ECB’s Holzmann: Expect 50BP Rate Hikes at Next Four Governing Council Meetings

6 March 2023

By David Barwick – FRANKFURT (Econostream) – The European Central Bank will likely need to counter undiminished core inflation with 50bp rate hikes at each of the Governing Council’s next four monetary policy meetings, according to Council member Robert Holzmann on Monday.

In an interview with German financial daily Handelsblatt, Holzmann, who heads the Austrian National Bank, said that the ECB’s current policy stance remained far from being restrictive and urged that the central bank’s balance sheet be reduced at a faster pace.

Noting the recent further rise in euro area core inflation, Holzmann asserted the existence of ‘an almost unanimous view in the Governing Council that if there is no improvement in core inflation, we need to continue on the path of rate hikes.’

Core inflation was unlikely to subside meaningfully before mid-2023, instead staying more or less put, he said. ‘In that case, I expect us to raise interest rates four more times this year by half a percentage point’, he said.

This meant the Council meetings in March, May, June and July, he said. ‘…at this point I would be in favour, given the way the data are’, he said.

Interest rates were ‘still a long way’ from being restrictive, he claimed. ‘Even if we now raise interest rates three times by 0.5 percentage points, we are only at a deposit rate of 4%’, he said. ‘Only then would we get roughly into the restrictive area.’

A restrictive stance was needed because without one, ‘wage demands will become higher and higher, and the development will take on a life of its own’, he warned.

Given the present state of labour markets, he indicated, ‘I expect it to take a very long time for inflation to fall.’

Although a wage-price spiral was not currently in evidence, higher wages were having an impact that might yet lead to lastingly higher prices, he said.

Core inflation would be of particular importance in determining the end of the hiking cycle, he said. ‘If we had an estimate of the core inflation rate of 2% for the end of 2024, that would be a very positive signal’, he said. ‘We also need to pay attention to how core inflation develops quarter-on-quarter. So we can see how persistent inflation is.’

It was too soon to say whether the ECB would be able to cut rates next year, he said. ‘My hope is that we will have reached the peak of interest rates within the next twelve months’, he said. ‘But in the current environment, this is uncertain. Inflation can be more persistent, and we may be forced to go even higher.’

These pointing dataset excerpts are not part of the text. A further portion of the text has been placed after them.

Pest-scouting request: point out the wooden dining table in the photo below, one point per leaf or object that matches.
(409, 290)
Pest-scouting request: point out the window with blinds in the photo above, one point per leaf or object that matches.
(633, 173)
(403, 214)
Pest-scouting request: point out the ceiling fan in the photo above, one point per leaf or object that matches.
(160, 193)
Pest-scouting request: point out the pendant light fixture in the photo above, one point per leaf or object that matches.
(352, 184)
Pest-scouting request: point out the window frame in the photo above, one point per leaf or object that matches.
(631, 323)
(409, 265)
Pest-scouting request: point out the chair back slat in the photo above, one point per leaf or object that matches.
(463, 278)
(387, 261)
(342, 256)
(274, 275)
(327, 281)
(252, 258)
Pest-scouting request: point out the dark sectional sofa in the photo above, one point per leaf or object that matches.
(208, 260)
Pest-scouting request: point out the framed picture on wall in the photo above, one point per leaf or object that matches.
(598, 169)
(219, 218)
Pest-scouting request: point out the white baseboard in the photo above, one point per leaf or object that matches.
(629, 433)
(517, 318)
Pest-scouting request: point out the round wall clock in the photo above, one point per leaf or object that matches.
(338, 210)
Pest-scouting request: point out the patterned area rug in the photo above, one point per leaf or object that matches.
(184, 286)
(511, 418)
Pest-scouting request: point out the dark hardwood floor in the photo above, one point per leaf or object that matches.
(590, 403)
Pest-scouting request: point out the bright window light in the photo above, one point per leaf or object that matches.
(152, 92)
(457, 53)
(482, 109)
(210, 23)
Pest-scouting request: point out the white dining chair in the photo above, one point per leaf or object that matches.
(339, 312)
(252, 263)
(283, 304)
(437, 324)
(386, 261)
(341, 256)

Labour market developments and a potentially faster-than-expected global economic pick-up were factors that could make it ‘even more difficult to avoid new inflationary effects’, he said.

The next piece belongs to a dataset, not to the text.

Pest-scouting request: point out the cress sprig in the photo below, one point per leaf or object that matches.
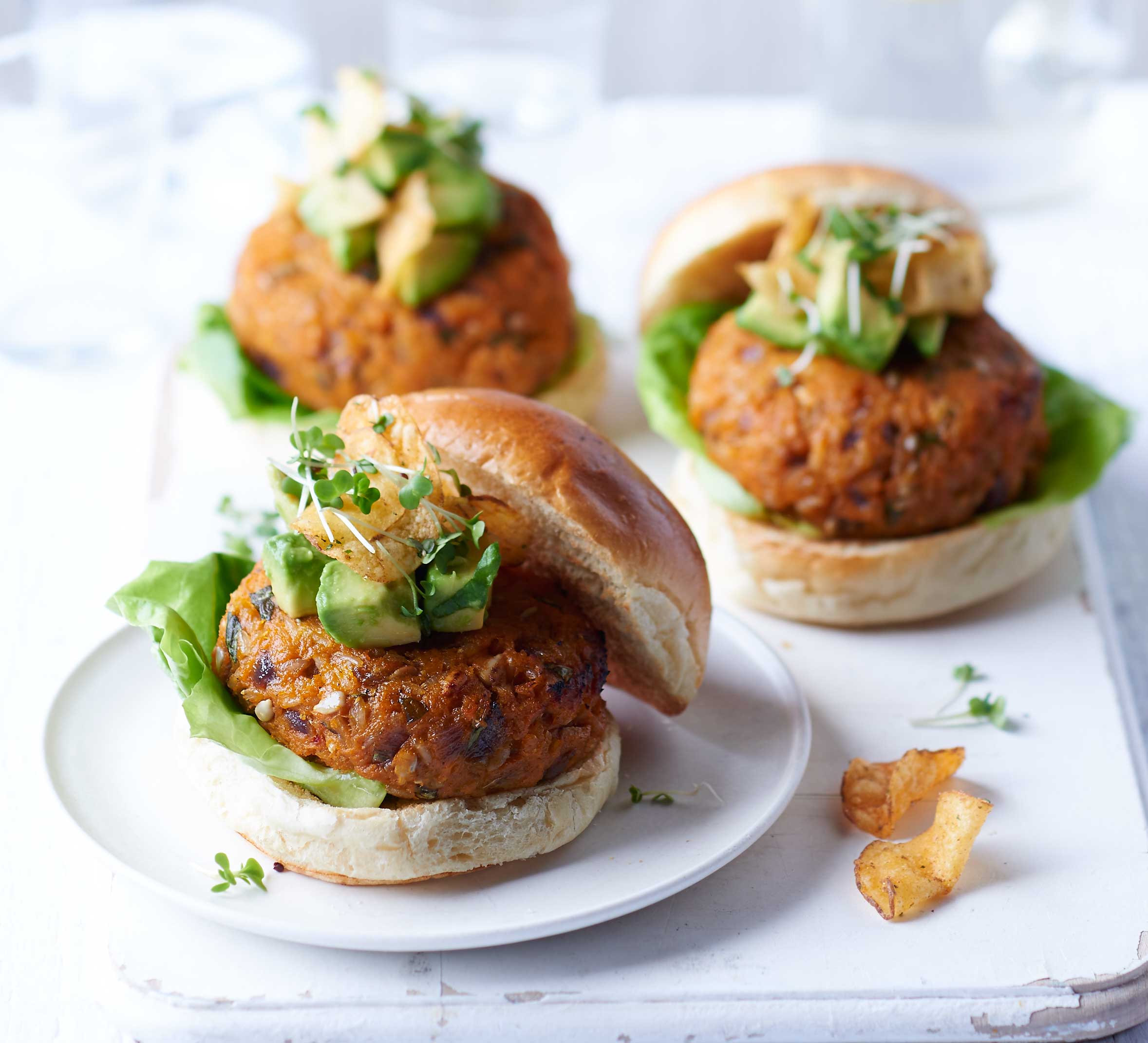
(309, 475)
(249, 873)
(981, 709)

Weaker energy prices ‘only reach consumers with a time delay’, he argued. As utility companies would continue initially to set prices on the basis of previous energy price rises, ‘it will take at least until autumn for things to return to normal’, he said.

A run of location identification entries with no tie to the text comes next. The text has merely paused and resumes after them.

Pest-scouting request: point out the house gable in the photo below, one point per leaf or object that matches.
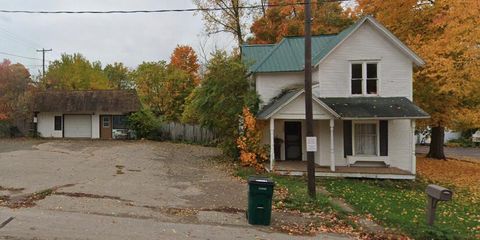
(287, 55)
(366, 44)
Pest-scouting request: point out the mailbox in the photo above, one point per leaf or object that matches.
(435, 194)
(439, 193)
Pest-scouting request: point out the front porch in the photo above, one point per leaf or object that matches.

If the current cautious approach to quantitative tightening went well, a next step could be ceasing to reinvest any maturing assets purchased under the APP programme, though ‘that's not very much either’, he said.

Therefore, the ECB could consider as of later this year modifying its commitment to reinvest maturing principal payments from securities purchased under the PEPP until at least the end of 2024, he suggested.

‘We have a very large balance sheet total’, he said. ‘And to bring them down to a reasonable level, we probably need to be a little more aggressive.’